2. The salient target detection method based on a channel attention module according to claim 1, characterized in that, Before extracting at least five feature maps from the image to be detected via the backbone network, the method further includes: The image to be detected is preprocessed, specifically including adjusting the resolution and pixel values ​​of the image to be detected.

3. The salient target detection method based on a channel attention module according to claim 1, characterized in that, The backbone network is one of the following: Darknet, VGG, ResNet, Inception, and DenseNet.

4. The salient target detection method based on a channel attention module according to claim 1, characterized in that, The step of passing the at least five feature maps into at least two corresponding feature enhancement modules according to their levels to obtain at least two feature level maps includes: The at least five layers of feature maps are fed into at least two corresponding feature enhancement modules according to their levels to obtain at least five layers of enhanced feature maps; The at least five enhanced feature maps are spliced ​​together according to their respective levels to obtain at least two feature level maps.

5. The salient target detection method based on a channel attention module according to claim 1, characterized in that, The calculation of the feature mean of each channel based on the fused feature map is performed according to a first formula, which includes: ; in, sq c The fusion feature map represents the first... c The characteristic mean of each channel, c For 0, 1, 2, ..., n, n Indicates the number of channels in the feature map; H Indicates the height of the fused feature map; W This represents the width of the fused feature map; u c The fusion feature map represents the first... c Characteristics of each channel; u c (i,j) express u c In coordinates (i,j) Location feature values; The step of calculating the feature mean vector of each channel based on the feature mean of each channel is performed according to a second formula, which includes: in, V sq Represents the characteristic mean vector of the channel; sq 1 This represents the feature mean of the first channel in the fused feature map; sq 2 This represents the feature mean of the second channel in the fused feature map; sq n The fusion feature map represents the first... n The characteristic mean of each channel.

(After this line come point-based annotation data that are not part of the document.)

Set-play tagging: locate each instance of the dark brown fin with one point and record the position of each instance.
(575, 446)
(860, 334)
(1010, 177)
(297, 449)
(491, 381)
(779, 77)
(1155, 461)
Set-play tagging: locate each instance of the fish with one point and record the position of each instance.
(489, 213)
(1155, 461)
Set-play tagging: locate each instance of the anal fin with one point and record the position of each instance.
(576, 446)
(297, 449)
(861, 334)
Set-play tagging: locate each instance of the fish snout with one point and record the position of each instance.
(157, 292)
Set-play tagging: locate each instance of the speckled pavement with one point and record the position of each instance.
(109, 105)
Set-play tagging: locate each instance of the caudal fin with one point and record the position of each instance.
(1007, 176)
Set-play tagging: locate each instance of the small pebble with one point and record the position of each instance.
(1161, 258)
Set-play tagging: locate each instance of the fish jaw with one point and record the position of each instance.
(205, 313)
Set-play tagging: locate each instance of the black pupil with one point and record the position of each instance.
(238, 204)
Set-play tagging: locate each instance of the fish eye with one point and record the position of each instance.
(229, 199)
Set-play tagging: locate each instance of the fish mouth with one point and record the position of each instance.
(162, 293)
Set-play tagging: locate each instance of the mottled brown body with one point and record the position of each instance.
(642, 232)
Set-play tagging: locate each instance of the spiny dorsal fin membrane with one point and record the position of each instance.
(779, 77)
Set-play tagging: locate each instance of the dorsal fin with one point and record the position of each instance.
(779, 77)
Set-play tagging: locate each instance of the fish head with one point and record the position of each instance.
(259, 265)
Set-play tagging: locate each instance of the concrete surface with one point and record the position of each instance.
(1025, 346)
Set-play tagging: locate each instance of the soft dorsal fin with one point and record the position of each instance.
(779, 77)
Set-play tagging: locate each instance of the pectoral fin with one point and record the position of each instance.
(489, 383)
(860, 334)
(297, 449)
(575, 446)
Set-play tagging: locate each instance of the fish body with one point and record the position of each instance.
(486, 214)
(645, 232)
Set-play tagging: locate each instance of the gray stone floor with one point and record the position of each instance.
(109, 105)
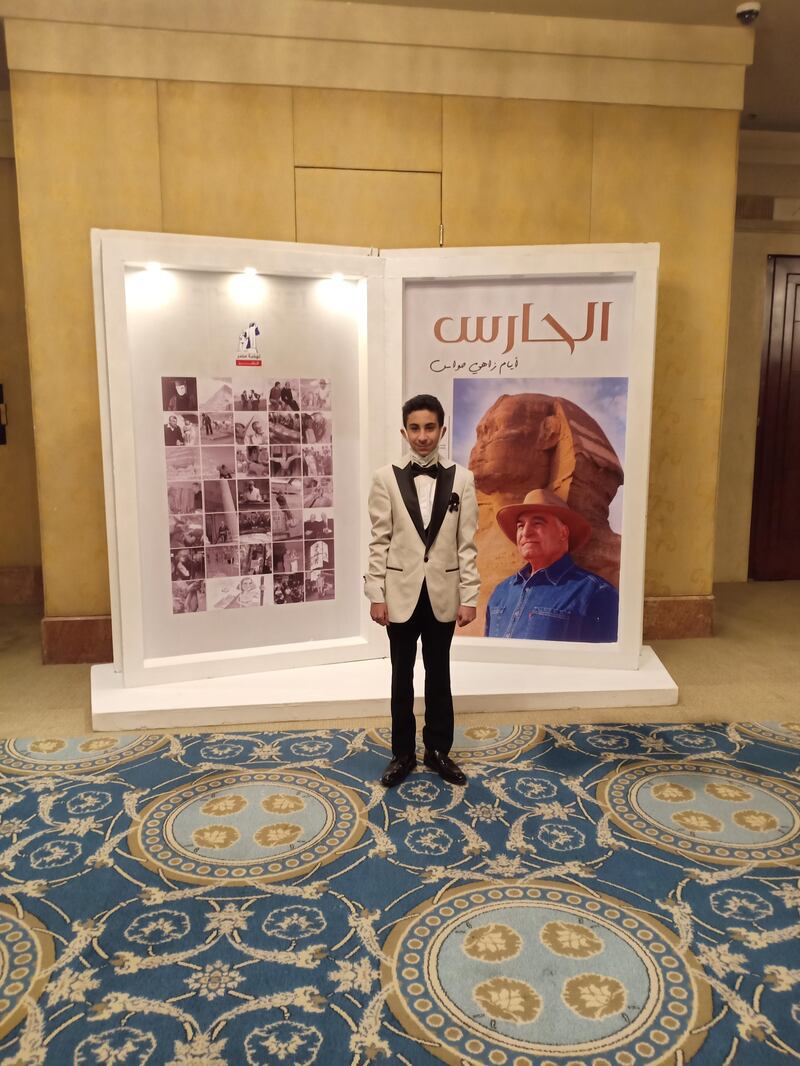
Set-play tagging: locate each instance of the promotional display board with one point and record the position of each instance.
(239, 425)
(249, 389)
(543, 361)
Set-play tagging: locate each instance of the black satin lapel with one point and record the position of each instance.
(441, 498)
(409, 493)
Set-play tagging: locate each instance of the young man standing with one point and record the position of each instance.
(421, 580)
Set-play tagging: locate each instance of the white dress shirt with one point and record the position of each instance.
(426, 486)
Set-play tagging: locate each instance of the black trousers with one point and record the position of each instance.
(438, 717)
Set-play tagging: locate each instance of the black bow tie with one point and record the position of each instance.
(429, 471)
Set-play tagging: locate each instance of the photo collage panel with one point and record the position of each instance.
(250, 490)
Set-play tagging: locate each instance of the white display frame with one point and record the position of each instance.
(636, 261)
(113, 252)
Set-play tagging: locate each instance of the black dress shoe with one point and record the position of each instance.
(444, 765)
(398, 770)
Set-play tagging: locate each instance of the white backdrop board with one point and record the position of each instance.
(249, 389)
(239, 426)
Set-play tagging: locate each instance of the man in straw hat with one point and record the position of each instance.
(550, 598)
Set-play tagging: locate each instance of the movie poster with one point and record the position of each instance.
(250, 490)
(533, 375)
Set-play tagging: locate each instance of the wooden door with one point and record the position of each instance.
(774, 529)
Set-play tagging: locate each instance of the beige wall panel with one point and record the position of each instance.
(371, 131)
(670, 176)
(115, 51)
(382, 209)
(19, 545)
(226, 160)
(742, 383)
(86, 156)
(515, 172)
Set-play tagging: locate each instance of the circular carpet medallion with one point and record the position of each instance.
(26, 952)
(75, 754)
(543, 975)
(709, 812)
(786, 733)
(242, 825)
(479, 742)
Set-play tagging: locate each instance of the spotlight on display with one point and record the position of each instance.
(149, 288)
(248, 289)
(337, 294)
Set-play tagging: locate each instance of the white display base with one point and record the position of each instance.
(362, 690)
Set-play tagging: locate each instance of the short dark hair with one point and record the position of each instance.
(424, 402)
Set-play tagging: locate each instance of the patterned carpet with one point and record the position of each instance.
(597, 895)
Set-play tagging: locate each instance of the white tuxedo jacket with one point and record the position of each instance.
(402, 553)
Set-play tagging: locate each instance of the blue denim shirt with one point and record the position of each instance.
(560, 602)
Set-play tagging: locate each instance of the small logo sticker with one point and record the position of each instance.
(249, 354)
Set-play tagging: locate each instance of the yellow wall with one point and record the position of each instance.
(19, 544)
(378, 168)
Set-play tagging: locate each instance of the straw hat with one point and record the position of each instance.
(544, 501)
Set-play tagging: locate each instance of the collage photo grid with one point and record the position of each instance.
(250, 490)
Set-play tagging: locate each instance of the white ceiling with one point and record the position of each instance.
(772, 86)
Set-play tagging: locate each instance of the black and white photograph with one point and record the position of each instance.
(222, 594)
(252, 462)
(253, 494)
(319, 555)
(255, 526)
(285, 461)
(217, 427)
(255, 591)
(317, 493)
(288, 588)
(287, 507)
(221, 529)
(214, 394)
(219, 463)
(180, 431)
(220, 496)
(186, 531)
(188, 597)
(255, 556)
(318, 523)
(222, 561)
(315, 393)
(284, 427)
(179, 393)
(182, 464)
(319, 585)
(284, 396)
(253, 431)
(318, 461)
(250, 391)
(287, 558)
(316, 427)
(185, 497)
(188, 564)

6. The salient target detection method based on a channel attention module according to claim 1, characterized in that, The step of calculating the attention weight for each feature channel based on the feature mean vector of the channel specifically includes: ; in, ; ; Among them, v aw These are the attention weights of the feature channels after recalibration and normalization to the [0, 1] interval. W 1 and W 2 These are the parameter matrices of two fully connected layers. Represents the activation function RelU.

7. The salient target detection method based on a channel attention module according to claim 1, characterized in that, The step of weighting the at least two feature hierarchy maps according to the attention weight of each feature channel to obtain at least two weighted feature hierarchy maps includes: Multiply the at least two feature hierarchy maps by the attention weight of each feature channel to obtain at least two weighted feature hierarchy maps.

8. The salient target detection method based on a channel attention module according to claim 1, characterized in that, The step of inputting the at least two weighted feature hierarchy maps into the feature fusion module to generate a predicted saliency map includes: After upsampling the higher-level maps in the at least two weighted feature hierarchy maps, the predicted saliency map is generated by splicing and fusing the at least two weighted feature hierarchy maps.